A oto podręczne produkty używane do walki z włosami i ŁZS:


od tyłu od lewej:

1. Szampon Green Pharmacy z zieloną pokrzywą, do mycia i odtłuszczania włosisków,
2. Szampon Dercos Vichy na łupież tłusty, używany razem z 1 w metodzie pojemniczkowej (Klik!), bo się nie pieni uparciuch jeden,
3. Żel aloesowy z Gorvity, do aloesowania włosów (Klik!) raz w tygodniu,
 4. Joanna Naturia, Odżywka bez spłukiwania do włosów suchych i zniszczonych z miodem i cytryną, używana na mokre włosy, w dni  bez olejowania włosów (Klik!),
5. Marion Natura Silk - błyskawiczna odżywka odżywka do włosów blond i rozjaśnianych, używana do psikania mokrych kudełków po umyciu, w dni po olejowaniu włosów (Klik!),

od przodu od lewej:

1. Oliwka Salicylol, do złuszczania naskórka raz w tyg.,
2. Aloes zatężony 10% z ZSK, do ubogacania odżywek/szamponów,
3. Naturalny olejek arganowy z ZSK, do olejowania włosów na zmianę z oliwką Salicylol.

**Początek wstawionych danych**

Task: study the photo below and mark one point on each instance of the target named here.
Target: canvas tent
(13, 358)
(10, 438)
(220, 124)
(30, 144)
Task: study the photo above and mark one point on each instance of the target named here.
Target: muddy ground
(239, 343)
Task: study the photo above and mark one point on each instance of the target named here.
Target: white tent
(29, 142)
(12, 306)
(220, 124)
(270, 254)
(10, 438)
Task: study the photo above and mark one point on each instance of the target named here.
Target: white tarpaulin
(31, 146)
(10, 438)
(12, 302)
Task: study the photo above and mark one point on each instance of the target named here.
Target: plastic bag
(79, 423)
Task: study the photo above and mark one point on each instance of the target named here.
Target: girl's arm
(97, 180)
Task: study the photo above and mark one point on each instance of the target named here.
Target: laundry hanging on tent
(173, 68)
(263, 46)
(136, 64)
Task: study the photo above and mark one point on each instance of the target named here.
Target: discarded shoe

I co rzekniecie na ten powalający widok włosów mych?

Kathy Leonia


piątek, 22 marca 2013

76. Recenzja: Marion Natura Silk, błyskawiczna odżywka do włosów blond i rozjaśnianych

Witajcie!

Opuściłam się ostatnio w recenzjowaniu różnych ciekawych produktów, zatem czas to naprawić.
Dziś zaprezentuję Wam sprawcę mego rozjaśnienia włosowego, jakie większość z Was zauważyła podczas aktualizacji marcowej.
Owa to bowiem  błyskawiczna odzywka do włosów blond i rozjaśnianych z Marion Natura Silk ładnie mi rozświetliła włoski, nie niszcząc ich przy tym.

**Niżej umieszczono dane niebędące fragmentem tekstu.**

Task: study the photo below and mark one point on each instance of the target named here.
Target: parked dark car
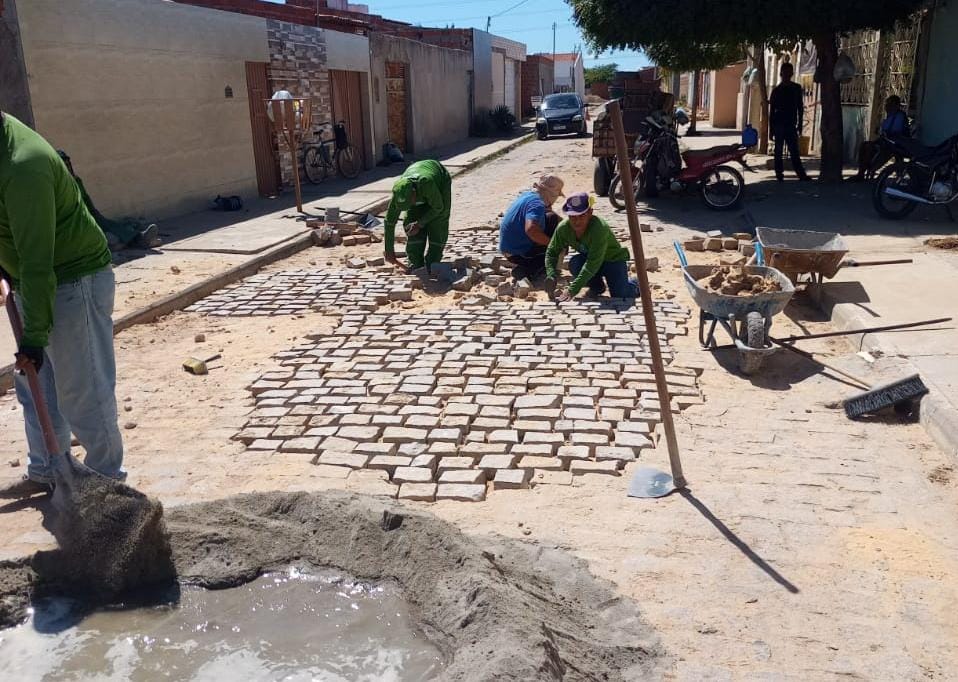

Ale najpierw słów kilka od producenta:"  Błyskawiczna odżywka do włosów blond i rozjaśnionych ma specjalnie opracowaną formułę dla włosów suchych, słabych i zniszczonych, wymagających wzmocnienia i regeneracji. Zawiera Jedwab i prowitaminę B5, które wygładzają i rewitalizują włosy bez ich obciążania, ułatwiają rozczesywanie, i układanie, zapobiegają elektryzowaniu, nadają piękny, połysk i rozświetlają delikatnie włosy, nadając ich cudownych, blond refleksów".

Oto blond bohater:

ten pipek na korku to fragment jakiejś ulotki, której u licha nie mogę zdjąć

na ręcu

Szczegóły:

Cena i dostępność: Ja upolowałam swojego Mariona w Naturze za ok. 8 zł.
 Zapach: przyjemny, świeży, jedwabny; ciężko mi jednak określić dokładnie, jakimi nutami zapachowymi "zalatuje"
Konsystencja: płyn dwufazowy żółto-biały; przed użyciem nie trzeba konsultować się z farmaceutą, wystarczy porządnie wstrząsnąć produkt i tyle!
Opakowanie i pojemność: plastikowy psikacz o pojemności 150 ml.
  Wydajność: dobra. Mam to cudo od miesiąca i nie widać jak na razie żadnego zużycia.
 Działanie: jak dla mnie super! Przede wszystkim ułatwia rozczesanie kudełków, dzięki czemu grzebień sunie po nich gładko i nie musi "rozbrajać" żadnych dodatkowych kołtunów po drodze. Dalej, nadaje włosom ładny połysk, sprawia, że świecą się jak w reklamie. Ma także - jak już wspomniałam wcześniej - śliczny zapach, który niestety nie zostaje na włosach. I najważniejsza zaleta - delikatnie rozjaśnia włosy i dodaje im uroczych, blond refleksów; ot taki efekt rozjaśnienia słońcem w upalne dni. Polecam tę odżywkę szczególnie wszystkim tzw. nijakim blondyneczkom, które chcą odżywić i odblondzić kolor włosisków na wiosnę!
Ocena: 5/5

Spotkaliście się już z czymś takim?

Kathy Leonia

PS. Czy moje brwi są naprawdę tak strasznie zaniedbane i zarośnięte, że widać po ich iż ich posiadaczka ma w nosie depilację brwiową?